After sending data to Earth for three days its battery ran out and it went into hibernation, only to recharge enough as thecomet came closer to the sun to communicate briefly with Rosetta in mid-2015.

Comet lander Philae can be seen in this photo taken Friday by Rosetta's OSIRIS narrow-angle camera from a distance of 2.7 kilomters of the Comet 67P/Churyumov/Gerasimenko. Image: European Space Agency
Comet lander Philae can be seen in this photo taken Friday by Rosetta’s OSIRIS narrow-angle camera from a distance of 2.7 kilomters of the Comet 67P/Churyumov/Gerasimenko. Image: European Space Agency

ESA plans to crash Rosetta into the comet Sept. 30, because the probe is unlikely to survive lengthy hibernation in orbit as the comet heads away from the sun.

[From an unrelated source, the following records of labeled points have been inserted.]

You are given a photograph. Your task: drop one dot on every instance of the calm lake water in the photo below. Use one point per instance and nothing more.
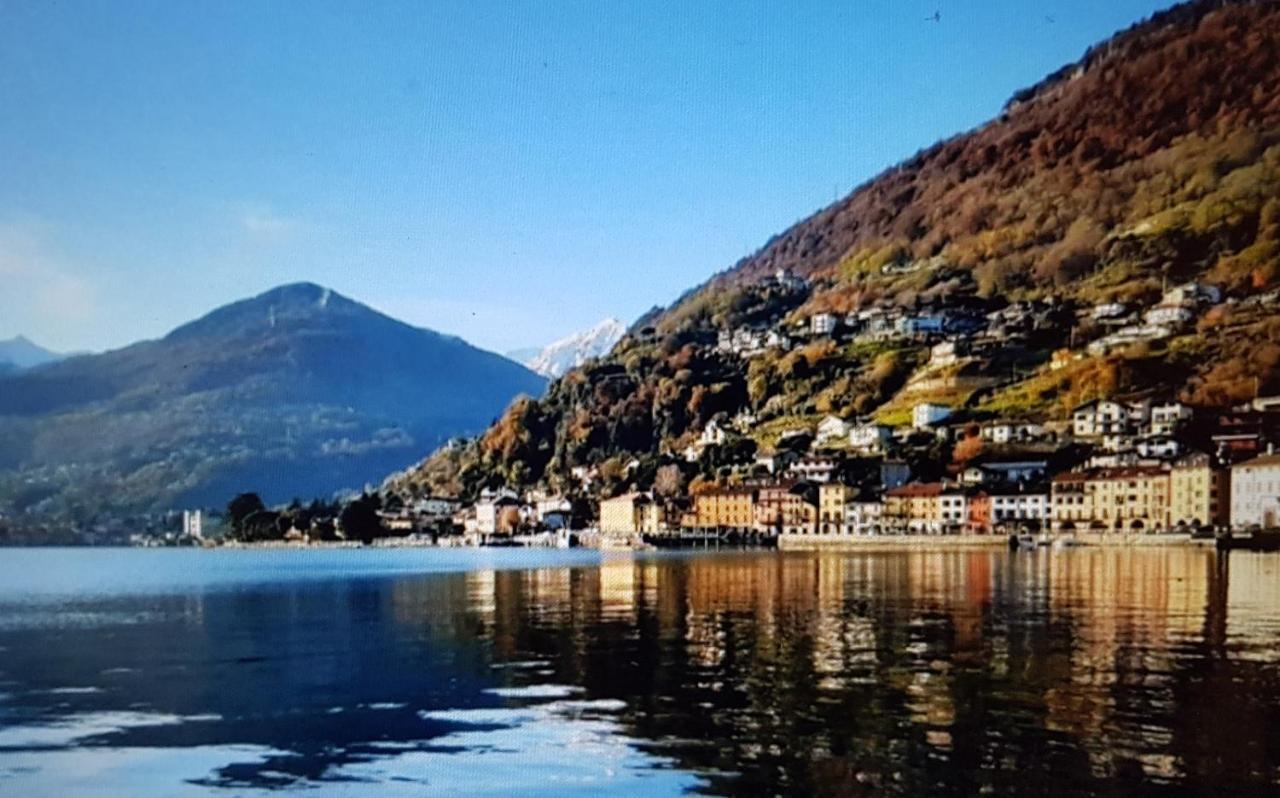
(229, 673)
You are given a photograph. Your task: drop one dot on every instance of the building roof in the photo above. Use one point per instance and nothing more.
(1260, 460)
(917, 489)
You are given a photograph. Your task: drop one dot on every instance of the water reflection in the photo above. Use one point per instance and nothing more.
(1083, 671)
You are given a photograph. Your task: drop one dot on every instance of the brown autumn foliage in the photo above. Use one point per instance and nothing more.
(1155, 156)
(1042, 185)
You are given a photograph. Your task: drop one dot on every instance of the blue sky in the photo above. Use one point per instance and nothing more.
(508, 172)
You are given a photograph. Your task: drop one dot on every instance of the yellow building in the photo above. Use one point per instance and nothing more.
(630, 514)
(914, 507)
(1112, 500)
(725, 509)
(1200, 495)
(781, 510)
(833, 500)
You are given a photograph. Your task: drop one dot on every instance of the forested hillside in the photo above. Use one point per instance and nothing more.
(1152, 162)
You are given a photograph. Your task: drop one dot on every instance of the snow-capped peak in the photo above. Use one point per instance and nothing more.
(577, 349)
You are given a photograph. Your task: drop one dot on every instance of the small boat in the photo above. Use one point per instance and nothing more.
(1022, 542)
(1258, 539)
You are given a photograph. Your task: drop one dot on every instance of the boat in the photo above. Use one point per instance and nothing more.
(1258, 539)
(1022, 542)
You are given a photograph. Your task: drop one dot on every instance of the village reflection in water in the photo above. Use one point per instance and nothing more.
(736, 673)
(920, 670)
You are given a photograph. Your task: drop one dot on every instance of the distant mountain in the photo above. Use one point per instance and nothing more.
(524, 354)
(19, 354)
(1151, 162)
(296, 392)
(577, 349)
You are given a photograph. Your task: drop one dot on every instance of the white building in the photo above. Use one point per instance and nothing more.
(871, 438)
(1109, 310)
(1160, 447)
(1193, 293)
(1256, 492)
(1013, 507)
(1101, 418)
(435, 507)
(712, 434)
(832, 428)
(920, 324)
(1169, 315)
(952, 510)
(813, 469)
(1011, 432)
(926, 415)
(490, 507)
(944, 354)
(1166, 418)
(822, 323)
(863, 516)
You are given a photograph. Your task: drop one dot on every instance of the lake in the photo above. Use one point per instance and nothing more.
(558, 673)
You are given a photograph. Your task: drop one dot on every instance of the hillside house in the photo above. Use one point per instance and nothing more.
(823, 324)
(1169, 315)
(814, 469)
(1168, 418)
(894, 473)
(1256, 492)
(831, 428)
(1101, 418)
(1013, 432)
(871, 438)
(1193, 293)
(927, 415)
(946, 352)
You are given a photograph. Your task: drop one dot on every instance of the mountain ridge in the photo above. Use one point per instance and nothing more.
(576, 349)
(21, 352)
(1152, 160)
(295, 391)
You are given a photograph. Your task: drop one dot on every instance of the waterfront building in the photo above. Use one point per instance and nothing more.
(1133, 498)
(1256, 492)
(864, 516)
(1200, 492)
(725, 509)
(780, 509)
(833, 500)
(1168, 416)
(630, 514)
(496, 511)
(822, 323)
(927, 414)
(1098, 419)
(894, 473)
(871, 438)
(1018, 509)
(915, 507)
(831, 428)
(1011, 432)
(814, 469)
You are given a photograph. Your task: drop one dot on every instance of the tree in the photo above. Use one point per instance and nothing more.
(241, 507)
(668, 482)
(360, 520)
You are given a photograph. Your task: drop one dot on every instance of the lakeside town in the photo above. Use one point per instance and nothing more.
(1121, 468)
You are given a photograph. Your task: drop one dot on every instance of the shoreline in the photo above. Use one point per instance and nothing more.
(924, 542)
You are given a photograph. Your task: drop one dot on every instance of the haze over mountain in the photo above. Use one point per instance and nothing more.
(298, 391)
(574, 350)
(1152, 160)
(21, 352)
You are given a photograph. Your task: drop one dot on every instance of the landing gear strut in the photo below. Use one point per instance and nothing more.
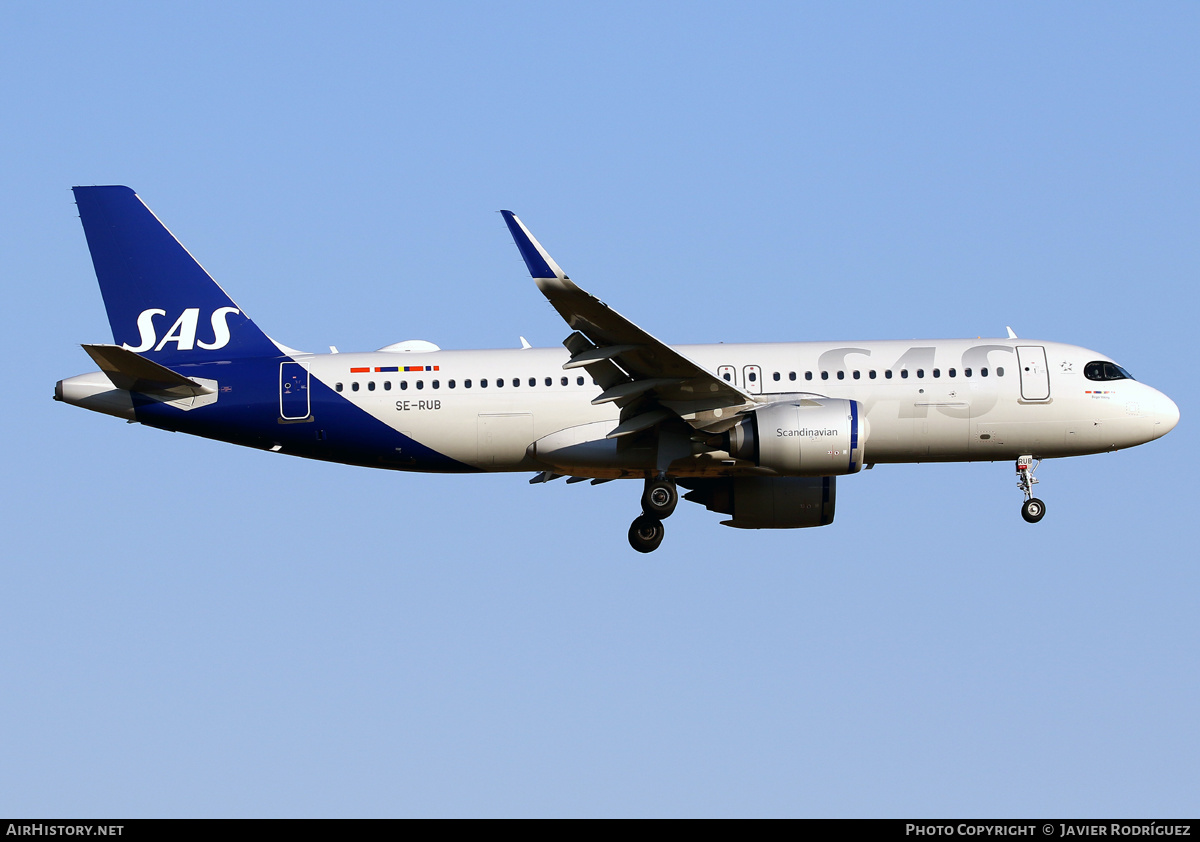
(659, 499)
(1033, 509)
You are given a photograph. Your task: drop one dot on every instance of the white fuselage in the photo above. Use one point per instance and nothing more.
(937, 400)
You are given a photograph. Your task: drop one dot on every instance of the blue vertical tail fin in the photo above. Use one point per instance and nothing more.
(161, 302)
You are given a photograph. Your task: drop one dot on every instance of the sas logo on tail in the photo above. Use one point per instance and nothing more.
(183, 332)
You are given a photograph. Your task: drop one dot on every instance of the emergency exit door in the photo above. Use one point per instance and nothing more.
(1035, 372)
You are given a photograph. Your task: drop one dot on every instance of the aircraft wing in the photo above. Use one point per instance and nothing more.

Data from Rosetta and Philae have already improved scientists’ understanding of the nature of comets and the role they played in the early universe. Analyzing the data fully is expected to keep researchers busy for years.

“We were beginning to think that Philae would remain lost forever,” said Patrick Martin, ESA’s Rosetta mission manager. “It is incredible we have captured this at the final hour.”

Rosetta project scientist Matt Taylor said that locating Philae provides missing information “needed to put Philae’s three days of science into proper context.”